За стеклами теплицы виднелись покрытые снегом деревья. Но спутники профессора сразу поверили, что очутились в настоящей Танганьике. В висках быстрыми молоточками застучала кровь; от сухости воздуха, как будто насыщенного тончайшей горячей пылью, запершило в горле.
Вдоль прохода посредине теплицы с двух сторон тянулись невысокие кусты, усыпанные красивыми цветами, похожими на мотыльков. В знойном мареве казалось, что цветы чуть шевелят своими лепестками-крылышками, то светло-жёлтыми, то почти красными, и вот-вот вспорхнут к стеклянному потолку легким пестрым роем.
— Неужели вместо каждого такого цветка появится орех? Ведь тяжесть плодов изломает весь куст! — воскликнула молодая женщина с фотографическим аппаратом, то и дело прицеливавшаяся его объективом в разные углы теплицы.
Кортон снисходительно улыбнулся.
— Это растение — его называют также арахис — гораздо хитрее, чем вы предполагаете. Когда лепестки спадут, цветоножки вытянутся к земле и зароются в нее, как дождевые червяки. Там, в земле, и образуются орехи. Впрочем, они совершенно незаконно носят такое название. Их близкий родственник — наш обыкновенный горох. Из этого ореха можно получать множество ценнейших продуктов. Пищевые масла, краски, клей, лекарства, искусственный шоколад. Даже великолепные ткани таятся в этой тонкой хрупкой скорлупе.

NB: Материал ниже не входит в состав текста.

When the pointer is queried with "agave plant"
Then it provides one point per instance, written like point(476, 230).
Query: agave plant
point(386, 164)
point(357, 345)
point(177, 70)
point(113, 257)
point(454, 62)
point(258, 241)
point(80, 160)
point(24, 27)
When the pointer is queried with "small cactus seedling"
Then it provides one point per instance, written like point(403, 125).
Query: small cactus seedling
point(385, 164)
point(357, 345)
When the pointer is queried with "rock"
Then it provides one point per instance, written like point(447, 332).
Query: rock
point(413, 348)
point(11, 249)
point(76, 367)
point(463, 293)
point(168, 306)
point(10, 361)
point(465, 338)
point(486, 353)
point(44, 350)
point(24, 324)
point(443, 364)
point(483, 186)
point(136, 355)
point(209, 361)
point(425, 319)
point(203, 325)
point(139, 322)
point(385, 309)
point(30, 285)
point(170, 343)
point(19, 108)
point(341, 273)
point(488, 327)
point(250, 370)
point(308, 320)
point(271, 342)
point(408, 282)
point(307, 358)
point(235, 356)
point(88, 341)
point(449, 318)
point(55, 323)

Кортон с минуту помолчал, как бы давая своим слушателям возможность понять величие задачи.
— Обширнейшие плантации земляного ореха уже созданы и создаются вместо пустынь в Танганьике, Северной Родезии и Кении. «Юнайтед Африка компани» разработала для нашего правительства план этого грандиозного преобразования африканских пустынь…
Профессор явно устал, и его посетители заметили это. С трудом скрывая свою радость, Кортон, прощаясь, жал руки деликатным гостям и уже мечтал, как, растянувшись на диване, он закурит трубку.
К изумлению Кортона, два человека задержались. Это были совсем молодые люди, скромно, даже бедно одетые, оба очень бледные, худые. Профессор, собственно, только сейчас обнаружил их присутствие и не мог понять, каким образом они попали в компанию, приехавшую к нему после звонка одного из членов парламента.
Внешне юноши резко отличались друг от друга, но по особой привычной подтянутости, с которой они держались перед профессором, Кортон сразу узнал в них студентов. Один был широкоплечий, среднего роста, и, несмотря на худобу, вся фигура его говорила о спортсменской ловкости. Несомненно, многое, очень многое потребовалось, чтобы без остатка стереть румянец с его лица и положить заметные штрихи горечи у твердо очерченных губ. Глаза юноши, на свету отливавшие холодной синевой, быстро и неотрывно следили за каждым движением профессора.